# [SOLVED] That annoying black screen...



## Emmalinda (Jan 10, 2015)

Hi! I'm having this veery annoying problem called "black screen" when playing Simcity (2013) and Simcity Societies.

I bought Simcity Societies from internet about a little over a year ago and back then it worked smoothly, no problems at all. But when I started playing it again a few days back, there was a new problem! After playing about 15-20 minutes this black screen appears and there's nothing I can do. This happens every single time I play. At first I thought that this happens because Simcity Societies isn't compatible with Windows 8.1.

Today I bought Simcity (2013) from Origin and downloaded it - and the black screen appeared again. It comes every single time after 5-10 minutes when I start playing.

I've tried a couple things: disabling Origin in game, running CCleaner (a long shot, I know) and installing Windows updates (I disabled automatic updates in the last summer). Still, nothing is helping. And the weird thing is that Heroes IV: Might and Magic is working (at least it worked on Christmas break) and so did The Sims 3 when I played it a couple months back.

My laptop is Acer Aspire V5-551G and it's a year-and-a-half old. It also came with Windows 8 64-bit.
Processor: AMD A8-4555M APU with 6GB RAM.
GPU: AMD Radeon HD 7600G + 7500M/7600M Dual Graphics
I have 550 GB free space on my laptop, also.

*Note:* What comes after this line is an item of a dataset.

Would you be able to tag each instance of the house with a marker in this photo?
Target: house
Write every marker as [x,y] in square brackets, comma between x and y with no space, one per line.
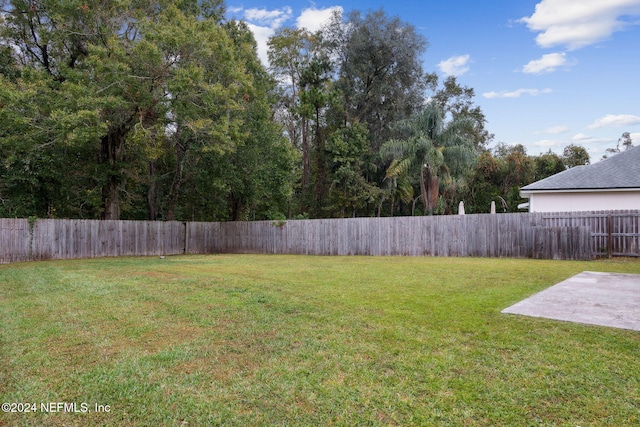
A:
[610,184]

I would be so grateful for a working solution! Thank you in advance for your help!


----------



## Masterchiefxx17 (Feb 27, 2010)

*Re: That annoying black screen...*

Hi and Welcome to TSF!

Why are you disabling Windows Updates? Is your machine now fully up-to-date?

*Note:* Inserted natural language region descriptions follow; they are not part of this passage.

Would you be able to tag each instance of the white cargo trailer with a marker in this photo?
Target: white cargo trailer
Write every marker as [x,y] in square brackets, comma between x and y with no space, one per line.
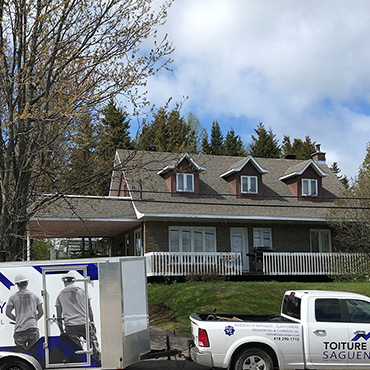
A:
[73,314]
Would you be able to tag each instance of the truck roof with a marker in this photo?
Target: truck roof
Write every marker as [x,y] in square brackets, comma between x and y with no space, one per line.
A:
[323,293]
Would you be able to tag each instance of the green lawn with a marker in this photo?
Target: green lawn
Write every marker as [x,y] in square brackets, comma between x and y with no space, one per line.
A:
[171,304]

Please update your GPU driver to see how that goes.


----------



## Emmalinda (Jan 10, 2015)

*Re: That annoying black screen...*

Thank you!

I disabled Windows Updates because every time my laptop updated itself, the update fixed the previous problem but created a new (and more annoying) one. After I disabled them, laptop worked almost perfectly with nothing to complain.

But yes, now they are up-to-date. I also updated my graphics card but it didn't solve the problem, either. Is there anything else I could try?


----------



## Masterchiefxx17 (Feb 27, 2010)

*Re: That annoying black screen...*

I would say to reinstall the game, but make sure it runs in compatibility mode.

Also, does this happen on any other game?


----------



## Emmalinda (Jan 10, 2015)

*Re: That annoying black screen...*

Yes, this does happen with Simcity Societies but not with The Sims 3 or Heroes IV: Might and Magic. I don't know why. Well, both Simcities are downloaded (Simcity from Origin and Societies from another site), so could that be a reason? But on the other hand, one of my The Sims 3 EP's is from Origin also and there is no problem with that.

But thank you, I'll try that compatibility mode!


----------



## Emmalinda (Jan 10, 2015)

*Re: That annoying black screen...*

The compatibility mode didn't work either (I set the game to be compatible with Windows 7). Now I'll try reinstalling but I just have no idea how to reinstall games that are downloaded from Origin. I tried to google guide for that but didn't make any sense from what I found.  Is there some kind of idiot proof way to reinstall Origin games?


----------



## Masterchiefxx17 (Feb 27, 2010)

*Re: That annoying black screen...*

I'm not sure how to use Origin, only use Steam.

See if EA support has an answer on how to reinstall a game.


----------



## Emmalinda (Jan 10, 2015)

*Re: That annoying black screen...*

Well I think I've found a solution! Today we cleaned my laptop's fan and after that the game has been playing well - at least for the last 40 minutes. 

Thank you for your advice, anyway!


----------



## Masterchiefxx17 (Feb 27, 2010)

Sounds like it was overheating a little bit.

Glad to hear!


----------